Please let me know if the above is applicable to your configuration.
Best regards,
Anton
We are using the own fleet of macOS + Windows machines set upped with the Puppet. Also, only the agent checkout with the mirrors. Our repositories are huge, and keeping the cache on the machine in the same directory is essential to keep building times under 30 minutes. That cache can be 30–200 GB, so we can't move it around or use short-lived agent. Also, all build steps should be done on the same agent and same folder to maximize speed (what we do).
Git mirroring is great, but it still clones the whole git history in the agent cache, which takes up to 5 hours due to huge amount of commits and branches (90% of which we use as an archive s to fork from, or to update older feature to new version of code).
1. Set the VCS root > Checkout Policy to Shallow Clone. But, as far as I could confirm, this option won't use mirrors.

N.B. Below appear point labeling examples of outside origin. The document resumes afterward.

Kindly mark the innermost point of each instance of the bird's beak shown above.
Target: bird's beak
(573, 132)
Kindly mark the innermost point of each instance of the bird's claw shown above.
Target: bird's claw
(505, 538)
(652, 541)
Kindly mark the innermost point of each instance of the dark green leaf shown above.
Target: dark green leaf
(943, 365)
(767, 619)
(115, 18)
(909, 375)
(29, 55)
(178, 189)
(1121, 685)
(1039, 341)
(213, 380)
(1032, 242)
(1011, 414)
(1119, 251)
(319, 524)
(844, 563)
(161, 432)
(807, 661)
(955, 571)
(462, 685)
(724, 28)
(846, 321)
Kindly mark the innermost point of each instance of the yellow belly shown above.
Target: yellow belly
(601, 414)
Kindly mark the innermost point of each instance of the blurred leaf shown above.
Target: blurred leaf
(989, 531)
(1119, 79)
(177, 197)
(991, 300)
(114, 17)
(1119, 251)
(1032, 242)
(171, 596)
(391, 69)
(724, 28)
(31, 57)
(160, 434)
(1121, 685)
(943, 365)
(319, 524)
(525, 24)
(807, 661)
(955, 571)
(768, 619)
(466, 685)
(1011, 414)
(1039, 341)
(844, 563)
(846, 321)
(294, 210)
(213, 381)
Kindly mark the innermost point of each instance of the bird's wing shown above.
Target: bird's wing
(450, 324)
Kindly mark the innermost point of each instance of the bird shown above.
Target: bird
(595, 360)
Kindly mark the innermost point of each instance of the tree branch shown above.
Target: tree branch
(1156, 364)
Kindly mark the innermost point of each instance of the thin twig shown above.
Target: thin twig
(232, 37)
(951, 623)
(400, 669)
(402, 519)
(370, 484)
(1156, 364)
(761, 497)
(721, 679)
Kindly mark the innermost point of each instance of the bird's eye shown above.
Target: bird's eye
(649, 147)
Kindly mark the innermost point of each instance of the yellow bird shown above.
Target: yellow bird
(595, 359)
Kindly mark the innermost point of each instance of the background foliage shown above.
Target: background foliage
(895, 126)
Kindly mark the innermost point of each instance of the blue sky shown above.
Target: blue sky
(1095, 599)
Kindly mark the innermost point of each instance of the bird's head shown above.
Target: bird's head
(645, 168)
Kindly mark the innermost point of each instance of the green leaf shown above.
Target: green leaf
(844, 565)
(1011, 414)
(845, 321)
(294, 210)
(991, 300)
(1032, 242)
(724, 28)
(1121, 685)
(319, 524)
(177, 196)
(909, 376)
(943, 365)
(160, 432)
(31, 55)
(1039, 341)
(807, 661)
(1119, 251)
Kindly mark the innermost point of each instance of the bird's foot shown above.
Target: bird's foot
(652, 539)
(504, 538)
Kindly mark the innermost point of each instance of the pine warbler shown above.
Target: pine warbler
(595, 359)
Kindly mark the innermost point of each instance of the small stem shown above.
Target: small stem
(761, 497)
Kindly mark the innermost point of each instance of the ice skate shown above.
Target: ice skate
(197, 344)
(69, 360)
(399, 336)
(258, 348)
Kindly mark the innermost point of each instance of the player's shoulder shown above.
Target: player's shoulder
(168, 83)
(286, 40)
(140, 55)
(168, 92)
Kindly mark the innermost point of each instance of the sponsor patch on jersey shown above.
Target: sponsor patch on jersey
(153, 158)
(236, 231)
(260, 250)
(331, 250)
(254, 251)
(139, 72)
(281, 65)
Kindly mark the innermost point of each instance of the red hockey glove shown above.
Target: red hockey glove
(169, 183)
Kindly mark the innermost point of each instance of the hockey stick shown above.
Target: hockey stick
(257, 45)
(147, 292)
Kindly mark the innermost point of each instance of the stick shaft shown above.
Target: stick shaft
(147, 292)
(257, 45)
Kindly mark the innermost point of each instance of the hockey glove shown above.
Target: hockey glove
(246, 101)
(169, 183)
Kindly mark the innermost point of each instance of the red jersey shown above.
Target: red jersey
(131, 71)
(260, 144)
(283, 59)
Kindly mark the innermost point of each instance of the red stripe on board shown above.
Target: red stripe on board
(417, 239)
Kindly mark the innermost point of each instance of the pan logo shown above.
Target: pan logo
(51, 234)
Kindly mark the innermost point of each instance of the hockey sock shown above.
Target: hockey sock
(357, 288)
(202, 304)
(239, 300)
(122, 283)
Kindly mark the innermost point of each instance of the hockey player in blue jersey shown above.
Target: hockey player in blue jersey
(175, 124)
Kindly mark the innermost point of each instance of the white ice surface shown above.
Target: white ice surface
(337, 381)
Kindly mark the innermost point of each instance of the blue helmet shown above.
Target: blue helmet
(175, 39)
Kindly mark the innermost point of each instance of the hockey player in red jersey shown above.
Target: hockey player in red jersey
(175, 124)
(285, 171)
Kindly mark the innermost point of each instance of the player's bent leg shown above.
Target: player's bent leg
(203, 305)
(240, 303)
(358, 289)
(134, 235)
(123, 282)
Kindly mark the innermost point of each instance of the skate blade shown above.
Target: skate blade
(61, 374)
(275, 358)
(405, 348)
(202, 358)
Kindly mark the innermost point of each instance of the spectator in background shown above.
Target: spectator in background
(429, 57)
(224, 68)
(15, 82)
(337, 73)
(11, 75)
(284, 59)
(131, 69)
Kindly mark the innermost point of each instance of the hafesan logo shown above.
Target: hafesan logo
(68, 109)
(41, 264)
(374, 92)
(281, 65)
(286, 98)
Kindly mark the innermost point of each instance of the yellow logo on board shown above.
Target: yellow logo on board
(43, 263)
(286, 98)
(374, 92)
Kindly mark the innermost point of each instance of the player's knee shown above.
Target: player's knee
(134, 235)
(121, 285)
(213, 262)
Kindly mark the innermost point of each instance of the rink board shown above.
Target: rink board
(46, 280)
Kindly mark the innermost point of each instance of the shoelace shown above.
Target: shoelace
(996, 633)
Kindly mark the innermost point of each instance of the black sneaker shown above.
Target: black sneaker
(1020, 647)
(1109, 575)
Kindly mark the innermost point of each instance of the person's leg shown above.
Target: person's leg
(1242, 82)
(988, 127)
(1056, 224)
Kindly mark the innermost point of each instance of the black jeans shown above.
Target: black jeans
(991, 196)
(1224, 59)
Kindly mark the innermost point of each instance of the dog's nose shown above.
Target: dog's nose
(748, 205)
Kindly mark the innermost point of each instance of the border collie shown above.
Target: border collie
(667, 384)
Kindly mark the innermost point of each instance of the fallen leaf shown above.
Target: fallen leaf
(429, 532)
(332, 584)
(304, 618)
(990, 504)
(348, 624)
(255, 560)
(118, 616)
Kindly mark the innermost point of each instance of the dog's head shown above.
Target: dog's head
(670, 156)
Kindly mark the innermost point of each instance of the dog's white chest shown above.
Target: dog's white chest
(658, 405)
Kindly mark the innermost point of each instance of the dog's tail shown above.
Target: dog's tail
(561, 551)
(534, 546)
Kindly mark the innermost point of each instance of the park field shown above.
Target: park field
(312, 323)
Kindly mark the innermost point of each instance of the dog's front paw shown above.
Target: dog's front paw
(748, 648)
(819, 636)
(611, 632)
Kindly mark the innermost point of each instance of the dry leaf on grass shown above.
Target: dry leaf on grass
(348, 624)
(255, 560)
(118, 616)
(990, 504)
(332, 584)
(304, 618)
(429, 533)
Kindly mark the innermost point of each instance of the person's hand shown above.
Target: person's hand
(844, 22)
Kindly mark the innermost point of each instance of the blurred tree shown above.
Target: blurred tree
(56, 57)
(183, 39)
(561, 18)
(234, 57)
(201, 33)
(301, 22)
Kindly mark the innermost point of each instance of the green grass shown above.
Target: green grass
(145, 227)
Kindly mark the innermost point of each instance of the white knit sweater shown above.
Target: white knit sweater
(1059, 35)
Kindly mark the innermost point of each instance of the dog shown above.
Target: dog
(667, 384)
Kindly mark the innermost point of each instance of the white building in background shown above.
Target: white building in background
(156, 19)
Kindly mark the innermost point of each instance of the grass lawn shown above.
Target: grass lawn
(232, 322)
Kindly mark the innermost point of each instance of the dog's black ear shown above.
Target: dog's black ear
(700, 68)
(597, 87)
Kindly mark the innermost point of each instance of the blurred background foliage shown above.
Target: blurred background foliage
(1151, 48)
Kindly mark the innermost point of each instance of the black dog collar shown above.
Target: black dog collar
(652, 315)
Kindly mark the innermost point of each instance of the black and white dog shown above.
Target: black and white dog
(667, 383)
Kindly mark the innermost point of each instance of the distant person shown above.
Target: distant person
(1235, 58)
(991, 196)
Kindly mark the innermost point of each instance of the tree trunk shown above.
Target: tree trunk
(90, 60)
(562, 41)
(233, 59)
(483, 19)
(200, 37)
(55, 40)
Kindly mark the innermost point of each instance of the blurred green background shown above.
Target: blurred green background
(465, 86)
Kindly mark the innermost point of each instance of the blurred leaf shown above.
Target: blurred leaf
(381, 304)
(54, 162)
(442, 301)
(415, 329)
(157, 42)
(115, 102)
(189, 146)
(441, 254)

2. There is a hidden property that you can add to the build parameters: teamcity.git.use.shallow.clone=true, and this one looks like it should work with the mirrors.
Please let me know if any of the above helps.
Best regards,
Anton
Unfortunately, the behavior is the same after starting the build with teamcity.git.use.shallow.clone=true on the machine without any cache. 1 hour and 7% in progress.
I think the total performance will be worse, because we'll lose mirrors. I'll try it later, but not sure if that is a solution.